In issue 4 (March, 2021) the main character is continuing his investigation of the murder attempt on presidential candidate Turley where a Rorschach-like character died along with his young accomplish. He sets out to interview an associate of said accomplish, who kicks off with the above riff on favourite colors.
It’s a seemingly totally irrelevant detail, but it hits home in its truthfulness and fully establishes the veracity of an storyline that may be labeled as farfetched fan service. I’m pretty much hooked.
Last week the world got the news that Jean Graton had died. One of the more solipsistic names to come out of the golden age of Franco-Belgian comics, in style as well as in subject matter, he was one of the cartoonists that showed me how to tell a story, how to define characters and, above all, how to create a gripping atmosphere.
Graton was the creator of Michel Vaillant, easily the best racing comic around. It may be an old guy talking here, but in my opinion the first 20 books, until Rodéo sur 2 Roues were a perfect combination of soap opera drama, the odd bit of humor, family history and lots and lots of amazing cars.

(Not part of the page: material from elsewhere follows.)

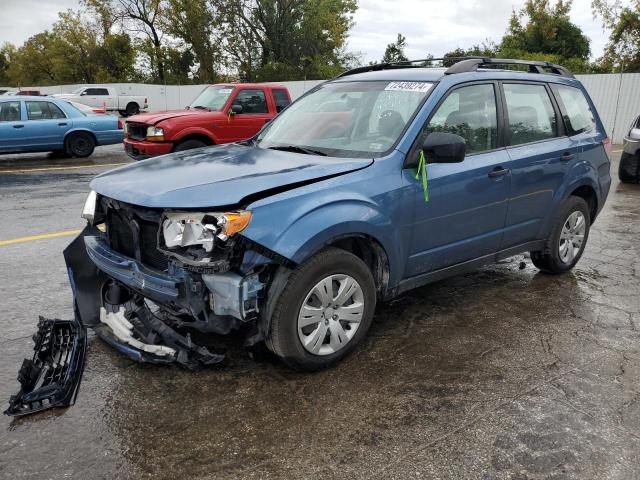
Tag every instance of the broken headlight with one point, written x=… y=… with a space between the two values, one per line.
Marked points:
x=181 y=229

I’ve only met Graton once, or I should say, my sons have. In 2007 they queued for more than 2 hours at the Turnhout festival to get an autograph from Graton and his son. They were only 11 and 8, and Graton was like a gentle giant, asking them questions (via his son, who spoke Dutch), and then instructing his assistants to “make something beautiful” of their dédicace. For some reason, he made two new fans for life.
So, to bid adieu to one of the greats of fictional racing, here’s a picture of him with that other giant, Steve McQueen, who died some 40 years ago already. Fittingly enough, McQueen is leafing through Le Fantôme des 24 heures (1970), Graton’s single best Le Mans comic. The photo was not taken at Le Mans though, but rather at the 12 Hours of Sebring, where the two met along with motoring journalist Bob Sicot. Graton would later dedicate on of his Dossiers Michel Vaillant to McQueen.